When I began research for my groundbreaking book about the impact of father absence on black women, one of the people I interviewed was Linda Nielsen, PhD, a professor of adolescent and educational psychology in the Department of Education at Wake Forest University. What fascinated me about her was that in the entire United States she taught the only college-level course on the relationship between fathers and daughters. It was clear to me that Nielsen understood the enormous impact of fathers on their daughters better than anyone. She also realized the importance of that relationship not just for individuals but also for the wholeness and healthiness of families and society.
Over the , I have followed her work as she took readers and society deeper into what I have called a special and sacred relationship. In the past, she has focused on how fathers and daughters can strengthen their bonds and helping others understand why we should care.
Now, in her new book, Improving Father-Daughter Relationships: A Guide for Women and Their Dads.
In this new book, Nielsen offers practical steps that can be taken to resolve conflict in the relationship while targeting areas where tension can and often does arise—money, romance, mothers, divorce, remarriage and age--sometimes preventing a bond or disrupting one.

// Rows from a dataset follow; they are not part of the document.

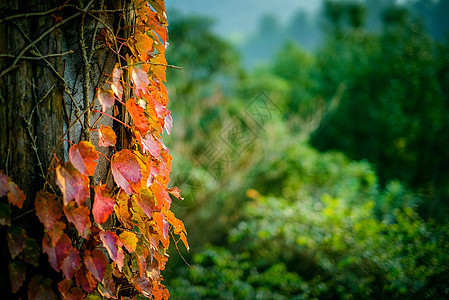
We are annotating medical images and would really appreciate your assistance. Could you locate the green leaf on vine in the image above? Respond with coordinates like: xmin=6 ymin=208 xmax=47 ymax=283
xmin=69 ymin=141 xmax=98 ymax=175
xmin=56 ymin=162 xmax=89 ymax=205
xmin=92 ymin=184 xmax=115 ymax=224
xmin=34 ymin=191 xmax=62 ymax=230
xmin=111 ymin=149 xmax=142 ymax=195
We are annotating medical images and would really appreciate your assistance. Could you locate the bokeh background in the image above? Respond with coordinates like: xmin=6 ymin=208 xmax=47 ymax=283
xmin=164 ymin=0 xmax=449 ymax=299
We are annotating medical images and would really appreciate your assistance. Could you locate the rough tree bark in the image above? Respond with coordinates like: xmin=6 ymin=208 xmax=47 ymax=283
xmin=0 ymin=0 xmax=127 ymax=299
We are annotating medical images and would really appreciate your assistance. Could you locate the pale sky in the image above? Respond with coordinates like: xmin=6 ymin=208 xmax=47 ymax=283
xmin=165 ymin=0 xmax=322 ymax=36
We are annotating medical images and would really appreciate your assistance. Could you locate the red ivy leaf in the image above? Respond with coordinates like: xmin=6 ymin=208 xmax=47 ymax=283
xmin=125 ymin=98 xmax=149 ymax=132
xmin=6 ymin=225 xmax=27 ymax=258
xmin=64 ymin=202 xmax=92 ymax=239
xmin=98 ymin=124 xmax=117 ymax=147
xmin=69 ymin=141 xmax=98 ymax=175
xmin=8 ymin=259 xmax=27 ymax=293
xmin=28 ymin=275 xmax=56 ymax=300
xmin=97 ymin=86 xmax=114 ymax=112
xmin=6 ymin=181 xmax=26 ymax=208
xmin=42 ymin=233 xmax=73 ymax=271
xmin=111 ymin=63 xmax=123 ymax=100
xmin=58 ymin=279 xmax=84 ymax=300
xmin=0 ymin=171 xmax=8 ymax=197
xmin=84 ymin=249 xmax=108 ymax=282
xmin=164 ymin=109 xmax=173 ymax=134
xmin=135 ymin=131 xmax=161 ymax=158
xmin=153 ymin=211 xmax=169 ymax=239
xmin=168 ymin=186 xmax=184 ymax=200
xmin=47 ymin=221 xmax=65 ymax=246
xmin=56 ymin=162 xmax=89 ymax=205
xmin=61 ymin=247 xmax=81 ymax=279
xmin=34 ymin=191 xmax=62 ymax=230
xmin=136 ymin=194 xmax=154 ymax=218
xmin=92 ymin=184 xmax=115 ymax=225
xmin=98 ymin=268 xmax=117 ymax=299
xmin=100 ymin=231 xmax=125 ymax=270
xmin=75 ymin=266 xmax=97 ymax=293
xmin=111 ymin=149 xmax=142 ymax=195
xmin=119 ymin=231 xmax=139 ymax=253
xmin=131 ymin=68 xmax=150 ymax=98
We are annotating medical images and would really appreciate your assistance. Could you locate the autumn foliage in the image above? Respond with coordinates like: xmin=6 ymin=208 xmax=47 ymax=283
xmin=0 ymin=0 xmax=189 ymax=299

She notes several self-defeating beliefs that could prevent readers from getting the most out of the book: “Dad should make the first move to fix the mess because he is older and he is the parent,” is one of those beliefs that could definitely get in the way.
What difference does age make, Nielsen asks. “The goal is to make yourself happier by finding solutions without getting bogged down in thinking about who should make the first move.”
Conversely, if readers are hoping to play the blame game, Improving Father-Daughter Relationships isn't for them, warns Nielsen. “If you are hoping this book will confirm that you are not to blame for the difficulties in your father-daughter relationship,” you may have the wrong publication. “How does blaming or shaming the other person get you what you want which is more joy and less stress between you two?” she asks.
Good question. There are others in this book packed with valuable information and insights. Nielsen also offers a four- step problem-solving approach that will “enable you to get to the root of the problem, instead of dealing over and over again with the fallout.”
The quizzes in the book provide opportunity for each—father and daughter—to reflect on what role they have played or are playing in their relationship, and how they could alter their behavior to enhance their interaction.
For the past 20 years, through Esther Productions Inc.’s Fatherless Daughter Reconciliation Project, I have worked with girls and women who were abandoned by the fathers after divorce or never knew their fathers because their parents never lived together or never married. Many of the issues discussed in Nielsen’s latest book and the guidance she provides can bring great relief to many girls and women with whom I have come in contact, particularly those seeking to reconcile with their fathers. Improving Father-Daughter Relationships: A Guide for Women and Their Dads is a necessary resource for me and my team at Esther Productions. Inc.
My only regret over the years I have been involved in the fatherhood movement is that I have never had the opportunity to work directly with Nielsen. As a fatherless woman and someone who understands the importance of the father-daughter relationship, I value her and her work tremendously, and recommend you purchase a copy of Improving Father-Daughter Relationships: A Guide for Women and Their Dads.